Monday, July 12, 2010

The Bone Yard

It doesn't take a rocket scientist to see. We are ruining our world. We are consuming at rates we don't even know even if we could imagine. We are addicted to buying. I admit to having the same human character flaw. Its ridiculous to say it is about cars and oil. Its really about all of it...consumption!  I have resolved to buy only that which I can't make or find used. I am not a 'Greenie'. I never confessed to be one. I am a reuser, a freecycler, a frugalista! I can go lengths on what I think about the 'Green' movement and all the charaders latching on for the money. But I won't.

OK, hands in the air...how many of you have bought at least one cute but "only lasts one season" type of lighting item for your garden at the big box store? You thought its only $6 bucks on sale and the lights will be so cute at the summer night barbeques right? Now its two years later and they are more appropriately ready for the trash with holes in the paper lanterns and the design faded along with the bird drops and dust that has accumulated for two summers but the lights still work. So what do I do? Run to the local big box store and buy replacements....you know the ones they just made in a country that doesn't have fair rights for its citizens, and then travels by boat to a central port on one of our coasts, then gets put on a rail train to a central point to get dispersed, goes to the distributor by truck and once again when it takes its trip to the local store, which could be hundreds of miles away. Those replacements?  That's what I am talking about when I say consumer. I am not talking about our needs. I am talking about our wants. Let's just talk about all of the 'things',  like the late George Carlin put it ..'stuff', that we have that aren't really used to sustain our lives. They are possessions.

The best thing you can do for your children, their children, and the future of our country is to stop buying into the government propandga that you must buy to boost the economy. Invest in yourself, your local community and your families future. The government has their M.O. in this whole scheme besides the large corporations who want profits. You buy 'stuff' and they get a cut. If they get what many economists say they are planning to get, add the VAT(Value Added Tax) then you will really be supporting them to the tune of about 25% of everything you buy. You will have more than a small stock in the company of  "The US Government" if you keep buying 'stuff'.

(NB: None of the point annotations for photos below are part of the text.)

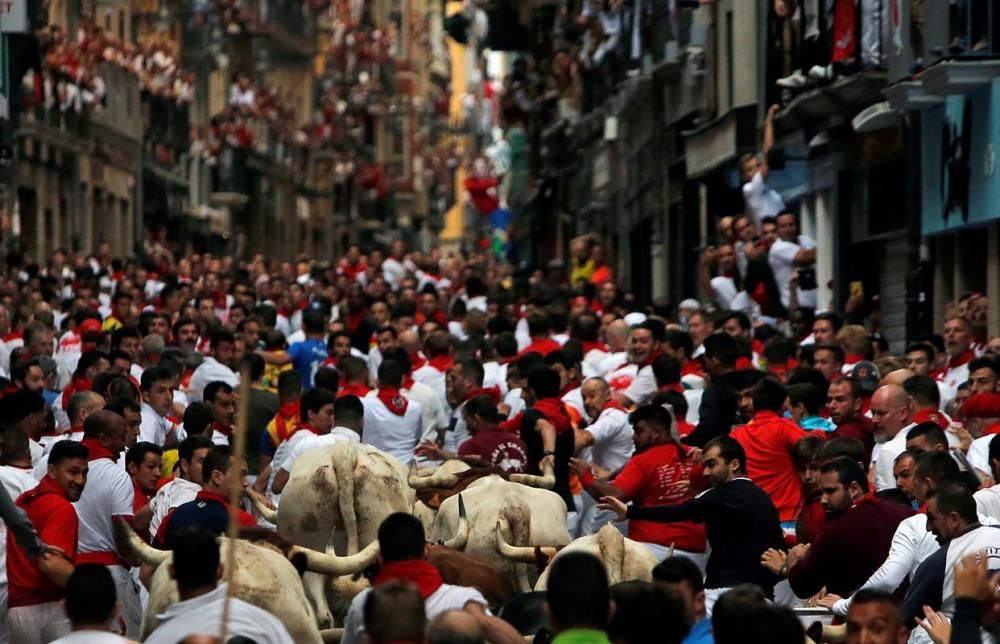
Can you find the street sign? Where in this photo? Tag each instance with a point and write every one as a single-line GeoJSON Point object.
{"type": "Point", "coordinates": [14, 16]}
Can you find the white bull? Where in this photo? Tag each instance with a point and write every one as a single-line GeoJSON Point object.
{"type": "Point", "coordinates": [264, 576]}
{"type": "Point", "coordinates": [528, 517]}
{"type": "Point", "coordinates": [336, 497]}
{"type": "Point", "coordinates": [624, 559]}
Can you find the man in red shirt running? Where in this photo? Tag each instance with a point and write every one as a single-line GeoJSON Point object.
{"type": "Point", "coordinates": [658, 474]}
{"type": "Point", "coordinates": [37, 586]}
{"type": "Point", "coordinates": [769, 442]}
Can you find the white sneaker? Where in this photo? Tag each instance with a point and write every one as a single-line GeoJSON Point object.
{"type": "Point", "coordinates": [794, 80]}
{"type": "Point", "coordinates": [821, 73]}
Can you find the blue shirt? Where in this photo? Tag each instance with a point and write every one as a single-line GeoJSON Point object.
{"type": "Point", "coordinates": [701, 633]}
{"type": "Point", "coordinates": [307, 356]}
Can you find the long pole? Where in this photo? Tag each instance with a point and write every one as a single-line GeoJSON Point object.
{"type": "Point", "coordinates": [235, 495]}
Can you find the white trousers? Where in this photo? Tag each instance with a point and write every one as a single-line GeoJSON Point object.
{"type": "Point", "coordinates": [130, 618]}
{"type": "Point", "coordinates": [38, 624]}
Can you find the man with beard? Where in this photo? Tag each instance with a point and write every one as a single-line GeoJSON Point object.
{"type": "Point", "coordinates": [844, 399]}
{"type": "Point", "coordinates": [838, 559]}
{"type": "Point", "coordinates": [634, 382]}
{"type": "Point", "coordinates": [952, 518]}
{"type": "Point", "coordinates": [37, 585]}
{"type": "Point", "coordinates": [740, 521]}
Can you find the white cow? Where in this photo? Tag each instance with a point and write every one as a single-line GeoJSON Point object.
{"type": "Point", "coordinates": [624, 559]}
{"type": "Point", "coordinates": [528, 517]}
{"type": "Point", "coordinates": [264, 576]}
{"type": "Point", "coordinates": [336, 497]}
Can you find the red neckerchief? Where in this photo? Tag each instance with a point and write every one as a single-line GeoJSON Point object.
{"type": "Point", "coordinates": [692, 368]}
{"type": "Point", "coordinates": [307, 427]}
{"type": "Point", "coordinates": [355, 319]}
{"type": "Point", "coordinates": [76, 386]}
{"type": "Point", "coordinates": [354, 389]}
{"type": "Point", "coordinates": [555, 412]}
{"type": "Point", "coordinates": [442, 363]}
{"type": "Point", "coordinates": [421, 574]}
{"type": "Point", "coordinates": [225, 430]}
{"type": "Point", "coordinates": [931, 416]}
{"type": "Point", "coordinates": [416, 361]}
{"type": "Point", "coordinates": [393, 400]}
{"type": "Point", "coordinates": [613, 404]}
{"type": "Point", "coordinates": [47, 485]}
{"type": "Point", "coordinates": [97, 451]}
{"type": "Point", "coordinates": [492, 392]}
{"type": "Point", "coordinates": [961, 359]}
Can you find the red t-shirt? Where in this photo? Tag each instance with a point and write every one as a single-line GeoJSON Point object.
{"type": "Point", "coordinates": [498, 448]}
{"type": "Point", "coordinates": [648, 479]}
{"type": "Point", "coordinates": [55, 520]}
{"type": "Point", "coordinates": [768, 441]}
{"type": "Point", "coordinates": [545, 346]}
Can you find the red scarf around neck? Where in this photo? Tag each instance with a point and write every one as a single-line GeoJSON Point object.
{"type": "Point", "coordinates": [97, 450]}
{"type": "Point", "coordinates": [492, 392]}
{"type": "Point", "coordinates": [555, 412]}
{"type": "Point", "coordinates": [354, 389]}
{"type": "Point", "coordinates": [421, 574]}
{"type": "Point", "coordinates": [442, 363]}
{"type": "Point", "coordinates": [393, 400]}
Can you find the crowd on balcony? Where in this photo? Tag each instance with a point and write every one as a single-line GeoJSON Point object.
{"type": "Point", "coordinates": [71, 74]}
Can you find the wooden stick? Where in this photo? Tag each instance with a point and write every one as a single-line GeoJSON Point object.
{"type": "Point", "coordinates": [236, 494]}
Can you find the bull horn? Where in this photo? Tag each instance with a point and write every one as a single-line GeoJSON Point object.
{"type": "Point", "coordinates": [269, 515]}
{"type": "Point", "coordinates": [547, 481]}
{"type": "Point", "coordinates": [436, 479]}
{"type": "Point", "coordinates": [135, 548]}
{"type": "Point", "coordinates": [327, 564]}
{"type": "Point", "coordinates": [524, 554]}
{"type": "Point", "coordinates": [462, 534]}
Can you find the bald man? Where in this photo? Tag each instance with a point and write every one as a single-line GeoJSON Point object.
{"type": "Point", "coordinates": [616, 336]}
{"type": "Point", "coordinates": [892, 411]}
{"type": "Point", "coordinates": [897, 377]}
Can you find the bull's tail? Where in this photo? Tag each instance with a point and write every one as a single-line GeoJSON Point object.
{"type": "Point", "coordinates": [344, 469]}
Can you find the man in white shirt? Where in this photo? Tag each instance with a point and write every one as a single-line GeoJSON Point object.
{"type": "Point", "coordinates": [16, 477]}
{"type": "Point", "coordinates": [109, 493]}
{"type": "Point", "coordinates": [435, 417]}
{"type": "Point", "coordinates": [791, 252]}
{"type": "Point", "coordinates": [606, 442]}
{"type": "Point", "coordinates": [392, 423]}
{"type": "Point", "coordinates": [892, 412]}
{"type": "Point", "coordinates": [214, 367]}
{"type": "Point", "coordinates": [91, 607]}
{"type": "Point", "coordinates": [315, 420]}
{"type": "Point", "coordinates": [197, 569]}
{"type": "Point", "coordinates": [761, 201]}
{"type": "Point", "coordinates": [348, 413]}
{"type": "Point", "coordinates": [402, 543]}
{"type": "Point", "coordinates": [157, 401]}
{"type": "Point", "coordinates": [186, 482]}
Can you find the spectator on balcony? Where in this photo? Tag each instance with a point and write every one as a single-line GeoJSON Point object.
{"type": "Point", "coordinates": [761, 201]}
{"type": "Point", "coordinates": [793, 258]}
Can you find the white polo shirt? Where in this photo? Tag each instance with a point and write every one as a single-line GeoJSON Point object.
{"type": "Point", "coordinates": [175, 493]}
{"type": "Point", "coordinates": [203, 614]}
{"type": "Point", "coordinates": [390, 432]}
{"type": "Point", "coordinates": [153, 428]}
{"type": "Point", "coordinates": [445, 598]}
{"type": "Point", "coordinates": [612, 434]}
{"type": "Point", "coordinates": [210, 370]}
{"type": "Point", "coordinates": [312, 442]}
{"type": "Point", "coordinates": [108, 493]}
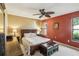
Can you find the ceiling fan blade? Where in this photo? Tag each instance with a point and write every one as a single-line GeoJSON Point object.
{"type": "Point", "coordinates": [36, 14]}
{"type": "Point", "coordinates": [47, 15]}
{"type": "Point", "coordinates": [40, 16]}
{"type": "Point", "coordinates": [50, 12]}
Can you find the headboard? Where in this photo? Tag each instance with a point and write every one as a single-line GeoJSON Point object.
{"type": "Point", "coordinates": [28, 31]}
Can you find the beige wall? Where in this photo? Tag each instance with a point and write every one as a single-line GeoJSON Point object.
{"type": "Point", "coordinates": [22, 22]}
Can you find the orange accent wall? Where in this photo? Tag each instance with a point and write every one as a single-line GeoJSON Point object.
{"type": "Point", "coordinates": [64, 33]}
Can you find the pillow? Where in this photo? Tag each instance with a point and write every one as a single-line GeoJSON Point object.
{"type": "Point", "coordinates": [26, 35]}
{"type": "Point", "coordinates": [32, 34]}
{"type": "Point", "coordinates": [9, 38]}
{"type": "Point", "coordinates": [29, 34]}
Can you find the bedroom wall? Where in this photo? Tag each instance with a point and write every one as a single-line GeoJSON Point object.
{"type": "Point", "coordinates": [64, 33]}
{"type": "Point", "coordinates": [22, 23]}
{"type": "Point", "coordinates": [1, 23]}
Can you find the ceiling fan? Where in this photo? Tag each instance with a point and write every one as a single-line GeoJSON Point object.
{"type": "Point", "coordinates": [43, 13]}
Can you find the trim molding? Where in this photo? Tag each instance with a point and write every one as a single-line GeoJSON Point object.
{"type": "Point", "coordinates": [75, 48]}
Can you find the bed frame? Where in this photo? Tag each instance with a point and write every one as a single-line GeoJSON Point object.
{"type": "Point", "coordinates": [27, 31]}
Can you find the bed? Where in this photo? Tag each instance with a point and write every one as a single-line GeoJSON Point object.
{"type": "Point", "coordinates": [31, 41]}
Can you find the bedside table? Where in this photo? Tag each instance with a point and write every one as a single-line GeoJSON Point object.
{"type": "Point", "coordinates": [48, 49]}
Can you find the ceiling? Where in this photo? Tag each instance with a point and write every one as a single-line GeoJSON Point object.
{"type": "Point", "coordinates": [28, 9]}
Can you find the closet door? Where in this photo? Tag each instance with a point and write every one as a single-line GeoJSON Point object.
{"type": "Point", "coordinates": [2, 30]}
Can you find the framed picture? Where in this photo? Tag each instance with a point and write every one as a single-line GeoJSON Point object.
{"type": "Point", "coordinates": [56, 25]}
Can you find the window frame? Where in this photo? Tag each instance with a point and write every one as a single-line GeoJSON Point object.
{"type": "Point", "coordinates": [73, 30]}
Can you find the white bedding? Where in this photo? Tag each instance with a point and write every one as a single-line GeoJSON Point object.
{"type": "Point", "coordinates": [32, 40]}
{"type": "Point", "coordinates": [35, 40]}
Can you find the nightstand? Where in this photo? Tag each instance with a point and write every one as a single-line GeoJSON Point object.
{"type": "Point", "coordinates": [48, 49]}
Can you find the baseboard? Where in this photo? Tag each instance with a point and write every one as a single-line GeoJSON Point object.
{"type": "Point", "coordinates": [67, 45]}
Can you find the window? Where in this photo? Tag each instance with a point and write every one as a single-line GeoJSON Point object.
{"type": "Point", "coordinates": [75, 30]}
{"type": "Point", "coordinates": [44, 29]}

So my solution? Recycle. I thought, the ribs of the lanterns are still there. The lights STILL work! All I need is to reinforce the paper. I got a sheet of deep blue rice paper(from my stash of things collected over the years...not much are consumed items but collected, I'll explain later), white glue, a sponge brush and I sat myself under the Abelia bush in the shade listening to Garrison Kellor's 'Prairie Home Companion'( free entertainment on the radio you know). I used watered down glue to brush the lanterns, which were partially dusted off and still very weathered looking, and painted away. Tearing bites of paper, yes bites, not bits and overbrushing them with glue. The initial results is great. It is a technique I have also used on pots and candles. I can't wait to see them later tonight all lit up. I didn't spend any money and used current resources.














For those who came this far I want to note the difference, as referred to my me, between a consumer and a collector as I promised you more about. A consumer sees something they want at the moment and buys it only to find themselves bored or tired or some other vague excuse which they no doubtfully will remember next time they buy the same said item once it is disposed of in the trash. A collector sees an item and sees potential in what it can be made to do or into. I am not a collector to tell a story as the character in Jonathan Safran Foer's 'Everything is Illuminated' but I collect rejected materials and objects to create something useful by giving it another life. I have collected many things, some are being used, some are on their way to being used and others are waiting in the bone yard for an idea to emerge from the 'black hole' or in other words, the imagination zone of my mind.  Of course the later items are taking up space somewhere along the side of my house in what is lovingly referred to as the 'Bone Yard'. A 'Bone Yard' is what they call the leftover scrap metal and materials left outside in a designated area after a job as my husband explains it so I have adapted the name in hopes it will somehow seem more acceptable to him when he sees the 'stuff'' if I've gone diving a few too many dumpsters. As a collector I see potential. Everything in life has potential.

3 comments:

  1. I didn't want to stop reading here, but I MUST sleep!